Mon, 11/08/2010 - 14:15 | 708706 Bartanist
Bartanist's picture

Duplicate ... but as long as I have taken the space ... it occurs to me that to help the people of the US and especially the upcoming bubble of retirees, we need an environment of higher interest rates and lower food/staple costs.

The fact that the Fed is doing the exact opposite, which appears to be designed to crush the vast number of baby boomers as they retire, it makes one wonder what they think they will achieve by killing the dollar. What jobs do we need that will come back?

The ONLY thing that Benji's free (to the banks) money spree seems designed to do is to save the bankers and their bonuses from writing off their bad investments and recapitalizing afresh. Of course all of the bankers, share holders and the bank bond holders would lose their "investments" in the banks ... but so f'n what! Isn't it worth hurting a couple hundred thousand fat cats to save a country? (I guess not or it already would have been done, eh?)

... and either way the jobs that we need won't be back whether retirees are saved or the banks are saved. Ben and his board of bankers are choosing short-term self-interest instead of the good of the country and its people.

Mon, 11/08/2010 - 15:29 | 709073 Winston Smith 2009
Winston Smith 2009's picture

The goal of the Fed is to get people to spend _more_, not less, and to foolishly invest their savings accounts and money markets earning nothing in interest into risky investments. Most of the gross domestic "product" in this nation is due to consumption and the fedgov is not going to be able to borrow the 12% of GDP for much longer to replace the consumer spending that was lost when the bubble burst. Plus, the Fed's route is intended to devalue the dollar to inflate home prices and balance the insolvent banks' cooked books. I don't believe they will succeed in any way in that area.

Mon, 11/08/2010 - 14:07 | 708705 Bartanist
Bartanist's picture

Yes ... and excellent!!

Mon, 11/08/2010 - 12:50 | 708289 Vampyroteuthis ...
Vampyroteuthis infernalis's picture

Even with the Fed dumping billions into the market, it can not go up indefinitely without more than a hand full of HFTs and hedge funds pumping the market.
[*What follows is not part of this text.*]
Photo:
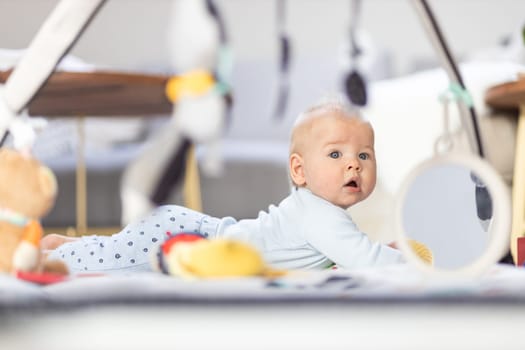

Mon, 11/08/2010 - 14:03 | 708684 Bartanist
Bartanist's picture

That is why the HFT churn computers are so necessary to the entire scam. The HFT CONputeres can hold price on all selling, high volume or low volume in all of the critical stocks and ETFs.

You don't think that deleveraging and HFT computer takeover are separate unrelated events do you?

Mon, 11/08/2010 - 13:16 | 708425 CPL
CPL's picture

I'm convinced that all that is happening even with low volume is a nice economy of scale.  Even with no humans trading intot he open market it stands to reason that the HFT's and HF's are the only ones creating a semi-demand.  Even if that demand is measured in nano-seconds in today's market.

Other than that not much going on in the market unless trading the physical aspects of commodities.